Kang Jajat, salah satu tokoh yang menjaga tradisi ini, berharap agar generasi muda terus melestarikan angklung buncis. Pengakuan angklung sebagai Warisan Budaya Tak Benda oleh UNESCO seharusnya menjadi penyemangat bagi anak-anak muda untuk mencintai dan mempelajari seni tradisional. Di penghujung sebuah video dokumentasi, Kang Jajat bahkan mengajak generasi muda untuk datang dan belajar langsung angklung buncis di Cireundeu.
Namun, di tengah upaya pelestarian ini, muncul pertanyaan besar: mengapa kesenian tradisional seperti angklung buncis sulit berkembang dan mendapatkan lebih banyak peminat? Apakah takdir semua kesenian tradisional adalah semakin terpinggirkan? Apakah mereka hanya akan dikenang melalui laporan akademis, tanpa generasi penerus yang benar-benar menghidupkannya? Atau masih adakah harapan untuk mempertahankan keberadaannya dalam kehidupan modern?

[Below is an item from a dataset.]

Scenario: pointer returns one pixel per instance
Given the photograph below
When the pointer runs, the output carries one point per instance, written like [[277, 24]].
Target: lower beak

Pertanyaan ini menjadi renungan bagi kita semua. Apakah kita hanya akan menjadi saksi hilangnya sebuah warisan, atau justru menjadi bagian dari upaya menghidupkan kembali kekayaan budaya yang luar biasa ini? Hanya waktu yang bisa menjawab, tetapi satu hal yang pasti: selama masih ada mereka yang peduli, angklung buncis akan terus berbunyi, menggema, dan hidup di hati para pencintanya.